Como a salvo querría poner algunas de mis cosas, empezando por los libros. Una gran angustia es no saber qué será de ellos cuando ya no esté aquí. ¿Irán a parar a una librería de viejo? Seguramente. Los libros ocupan demasiado espacio, acumulan polvo y son pesados. Un kindle es infinitamente más liviano y más práctico; o una tablet y hasta una laptop, no sé. No es lo mismo, claro, pero no creo que haya más remedio para quien/es me sobreviva/n. Los libros resultan bastante estorbosos.

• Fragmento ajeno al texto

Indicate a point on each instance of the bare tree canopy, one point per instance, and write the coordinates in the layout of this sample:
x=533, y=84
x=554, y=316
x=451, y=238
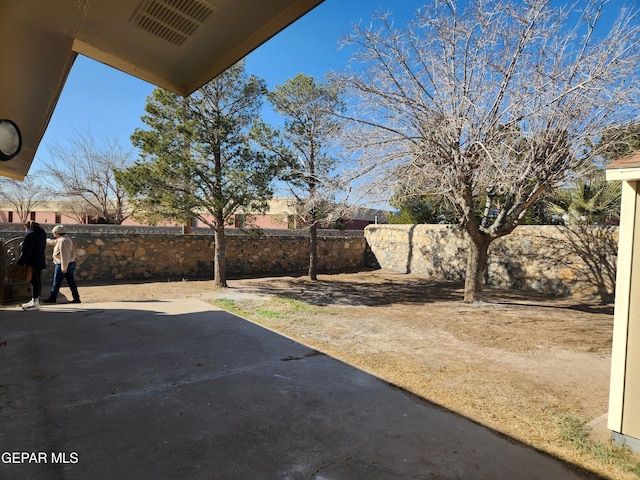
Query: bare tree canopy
x=489, y=104
x=83, y=170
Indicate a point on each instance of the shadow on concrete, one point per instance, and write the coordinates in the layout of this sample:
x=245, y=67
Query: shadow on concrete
x=181, y=390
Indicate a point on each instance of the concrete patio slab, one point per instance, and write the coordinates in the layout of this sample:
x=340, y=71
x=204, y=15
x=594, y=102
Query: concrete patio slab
x=178, y=389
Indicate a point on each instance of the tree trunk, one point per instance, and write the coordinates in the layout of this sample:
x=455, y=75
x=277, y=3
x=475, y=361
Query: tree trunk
x=313, y=252
x=476, y=266
x=219, y=264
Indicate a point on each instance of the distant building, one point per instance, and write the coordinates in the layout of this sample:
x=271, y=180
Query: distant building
x=281, y=215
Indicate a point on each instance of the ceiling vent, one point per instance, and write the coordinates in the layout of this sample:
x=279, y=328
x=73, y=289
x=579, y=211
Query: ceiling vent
x=174, y=21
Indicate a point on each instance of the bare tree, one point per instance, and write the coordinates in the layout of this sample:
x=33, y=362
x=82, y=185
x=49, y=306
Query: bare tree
x=83, y=170
x=489, y=105
x=23, y=196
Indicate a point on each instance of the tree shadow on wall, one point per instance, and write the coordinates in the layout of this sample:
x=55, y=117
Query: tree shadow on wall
x=596, y=247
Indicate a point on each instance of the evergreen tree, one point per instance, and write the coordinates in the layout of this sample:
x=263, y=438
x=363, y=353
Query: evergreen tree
x=302, y=148
x=196, y=160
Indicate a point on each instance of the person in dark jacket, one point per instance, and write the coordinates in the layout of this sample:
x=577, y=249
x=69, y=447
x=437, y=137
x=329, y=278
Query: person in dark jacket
x=32, y=254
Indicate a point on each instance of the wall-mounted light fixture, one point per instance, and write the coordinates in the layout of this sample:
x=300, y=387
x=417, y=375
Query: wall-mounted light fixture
x=10, y=140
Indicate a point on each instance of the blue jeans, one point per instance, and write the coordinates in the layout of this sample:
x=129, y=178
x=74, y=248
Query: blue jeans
x=68, y=276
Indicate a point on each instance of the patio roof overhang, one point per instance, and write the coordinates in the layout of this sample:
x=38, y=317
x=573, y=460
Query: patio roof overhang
x=176, y=44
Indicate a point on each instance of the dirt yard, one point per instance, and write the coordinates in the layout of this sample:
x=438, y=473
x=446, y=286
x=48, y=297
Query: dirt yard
x=518, y=364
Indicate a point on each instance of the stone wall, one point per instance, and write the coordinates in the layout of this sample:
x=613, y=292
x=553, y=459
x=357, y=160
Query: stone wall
x=107, y=254
x=533, y=257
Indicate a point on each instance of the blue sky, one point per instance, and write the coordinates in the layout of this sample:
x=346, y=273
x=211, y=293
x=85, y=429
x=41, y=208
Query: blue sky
x=108, y=104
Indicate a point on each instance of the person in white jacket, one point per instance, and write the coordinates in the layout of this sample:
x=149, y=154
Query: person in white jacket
x=64, y=260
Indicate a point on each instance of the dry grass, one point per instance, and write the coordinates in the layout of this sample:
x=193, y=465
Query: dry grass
x=532, y=367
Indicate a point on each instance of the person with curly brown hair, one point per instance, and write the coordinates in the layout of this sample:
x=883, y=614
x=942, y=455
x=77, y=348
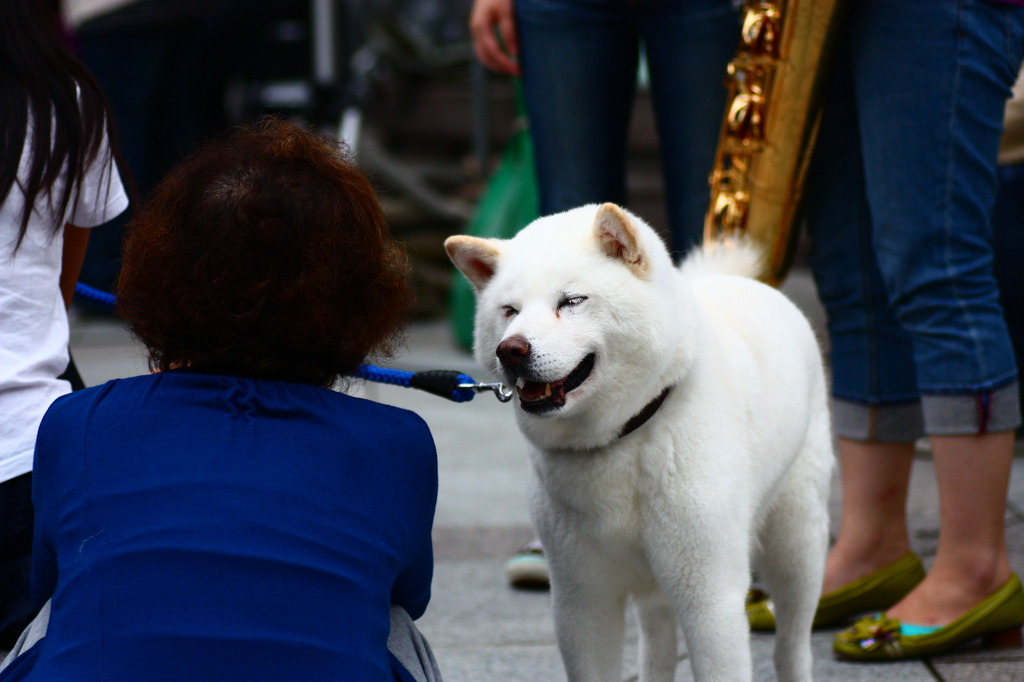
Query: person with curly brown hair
x=228, y=516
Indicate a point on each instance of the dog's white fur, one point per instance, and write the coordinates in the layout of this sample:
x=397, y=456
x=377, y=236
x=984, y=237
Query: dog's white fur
x=734, y=466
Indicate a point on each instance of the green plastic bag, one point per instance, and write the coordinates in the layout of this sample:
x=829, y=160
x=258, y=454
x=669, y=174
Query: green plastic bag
x=508, y=204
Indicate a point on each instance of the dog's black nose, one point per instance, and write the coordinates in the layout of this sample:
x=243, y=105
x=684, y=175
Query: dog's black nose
x=512, y=351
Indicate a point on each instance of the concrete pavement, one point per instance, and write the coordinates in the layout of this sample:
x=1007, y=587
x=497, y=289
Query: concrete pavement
x=481, y=630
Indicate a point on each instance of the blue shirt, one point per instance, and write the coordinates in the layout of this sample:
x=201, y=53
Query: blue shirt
x=209, y=527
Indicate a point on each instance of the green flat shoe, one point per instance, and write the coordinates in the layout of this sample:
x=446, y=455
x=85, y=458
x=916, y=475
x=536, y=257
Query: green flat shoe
x=996, y=621
x=877, y=591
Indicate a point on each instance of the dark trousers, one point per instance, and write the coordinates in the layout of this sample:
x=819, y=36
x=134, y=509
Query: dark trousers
x=15, y=557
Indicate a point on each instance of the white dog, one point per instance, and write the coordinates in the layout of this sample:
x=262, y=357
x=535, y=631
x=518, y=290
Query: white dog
x=679, y=425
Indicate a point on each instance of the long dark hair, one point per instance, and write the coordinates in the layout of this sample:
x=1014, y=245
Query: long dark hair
x=42, y=83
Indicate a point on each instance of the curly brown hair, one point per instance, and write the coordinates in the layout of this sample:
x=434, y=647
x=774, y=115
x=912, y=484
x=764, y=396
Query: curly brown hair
x=265, y=254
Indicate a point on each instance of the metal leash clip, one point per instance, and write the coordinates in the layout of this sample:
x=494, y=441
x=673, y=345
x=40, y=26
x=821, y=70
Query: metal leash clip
x=502, y=392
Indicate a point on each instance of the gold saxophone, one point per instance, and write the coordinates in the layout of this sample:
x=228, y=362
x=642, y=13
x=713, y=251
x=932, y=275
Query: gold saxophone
x=776, y=85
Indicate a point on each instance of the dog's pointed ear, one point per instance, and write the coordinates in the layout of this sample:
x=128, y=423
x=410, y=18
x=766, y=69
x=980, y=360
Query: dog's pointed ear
x=619, y=238
x=477, y=258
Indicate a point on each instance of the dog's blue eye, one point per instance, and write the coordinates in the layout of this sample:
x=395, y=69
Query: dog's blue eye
x=571, y=301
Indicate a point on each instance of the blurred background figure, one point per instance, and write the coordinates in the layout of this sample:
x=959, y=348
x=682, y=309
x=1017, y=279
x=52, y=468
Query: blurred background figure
x=57, y=177
x=579, y=64
x=1008, y=220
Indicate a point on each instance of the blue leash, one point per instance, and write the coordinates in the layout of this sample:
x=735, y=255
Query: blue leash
x=445, y=383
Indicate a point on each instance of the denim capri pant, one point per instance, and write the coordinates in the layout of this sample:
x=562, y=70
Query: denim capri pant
x=899, y=204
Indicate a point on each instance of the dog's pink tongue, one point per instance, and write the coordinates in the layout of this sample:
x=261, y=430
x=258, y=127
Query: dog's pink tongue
x=532, y=390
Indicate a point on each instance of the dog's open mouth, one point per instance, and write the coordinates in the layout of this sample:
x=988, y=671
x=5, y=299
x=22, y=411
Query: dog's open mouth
x=539, y=396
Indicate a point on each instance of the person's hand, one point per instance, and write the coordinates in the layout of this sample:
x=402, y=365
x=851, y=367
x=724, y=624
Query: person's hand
x=499, y=55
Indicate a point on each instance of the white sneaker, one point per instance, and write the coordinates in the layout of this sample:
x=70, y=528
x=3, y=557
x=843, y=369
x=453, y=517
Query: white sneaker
x=527, y=568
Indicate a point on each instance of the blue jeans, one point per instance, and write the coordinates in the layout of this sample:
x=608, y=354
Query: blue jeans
x=580, y=60
x=898, y=205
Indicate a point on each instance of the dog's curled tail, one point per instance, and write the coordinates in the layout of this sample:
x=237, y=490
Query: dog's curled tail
x=730, y=255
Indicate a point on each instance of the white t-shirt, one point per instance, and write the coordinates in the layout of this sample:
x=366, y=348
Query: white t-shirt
x=33, y=320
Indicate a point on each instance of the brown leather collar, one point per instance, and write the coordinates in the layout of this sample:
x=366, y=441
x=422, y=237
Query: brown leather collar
x=641, y=417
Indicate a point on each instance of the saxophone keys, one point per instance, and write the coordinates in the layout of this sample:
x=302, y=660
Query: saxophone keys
x=762, y=29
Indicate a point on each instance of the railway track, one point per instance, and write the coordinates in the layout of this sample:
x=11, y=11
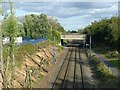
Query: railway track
x=70, y=74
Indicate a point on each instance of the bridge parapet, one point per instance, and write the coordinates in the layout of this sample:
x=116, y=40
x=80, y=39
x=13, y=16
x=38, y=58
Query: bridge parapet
x=74, y=36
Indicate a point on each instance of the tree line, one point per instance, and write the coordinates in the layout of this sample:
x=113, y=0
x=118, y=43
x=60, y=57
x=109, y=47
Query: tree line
x=41, y=26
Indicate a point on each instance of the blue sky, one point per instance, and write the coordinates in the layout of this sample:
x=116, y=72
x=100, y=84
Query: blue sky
x=71, y=15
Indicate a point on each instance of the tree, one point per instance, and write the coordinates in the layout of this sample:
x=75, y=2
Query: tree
x=1, y=48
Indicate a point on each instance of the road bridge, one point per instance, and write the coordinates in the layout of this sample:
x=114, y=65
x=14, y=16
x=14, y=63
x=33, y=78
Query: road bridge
x=78, y=37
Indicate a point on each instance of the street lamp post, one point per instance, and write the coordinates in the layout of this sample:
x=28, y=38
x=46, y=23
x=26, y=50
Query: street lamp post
x=54, y=50
x=90, y=42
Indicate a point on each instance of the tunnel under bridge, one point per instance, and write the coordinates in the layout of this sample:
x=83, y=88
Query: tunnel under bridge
x=75, y=38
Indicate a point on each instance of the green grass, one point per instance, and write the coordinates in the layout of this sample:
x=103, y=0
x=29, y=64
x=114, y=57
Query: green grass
x=103, y=72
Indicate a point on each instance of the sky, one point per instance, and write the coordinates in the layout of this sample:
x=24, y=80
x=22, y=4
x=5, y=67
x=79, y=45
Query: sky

Por lo demás, tampoco está mal que este acervo vaya a dar con sus huesos de papel en una librería de viejo: a algunos interesarán esos libros, espero. No hay incunables entre ellos, no hay libros antiquísimos, pergaminos o rollos; la mayoría son libros de factura común, es decir, libros que no están hechos como se hacían antes. El problema es que entre sus páginas de edición rústica hay también polvo de mi propia vida; y no hablo sólo de subrayados y de notas al margen.
Ruego porque este pequeño acervo no sea donado a una biblioteca pública, pues he sabido que estas instituciones suelen tirar sus propias colecciones a la basura, rematarlas o dejarlas por ahí, embodegadas. Lo dicho: los libros ya estorban hasta en las bibliotecas públicas. Oh sí, tal grado alcanza hoy su sofisticada tecnologización.

Habrá que emprender la dura tarea de revisar esos volúmenes para no dejar ningún rastro, igual que cuando ordenamos a la computadora borrar el “historial de búsqueda”. Rescatar boletos, notas, manuscritos, apuntes, separadores, clips, plumas de paloma recogidas poco antes del otoño, fotografías y todo tipo de indicios: nadie debe saber que estuve ahí, salvo por los subrayados… Pero ¿la mirada deja alguna huella de su paso?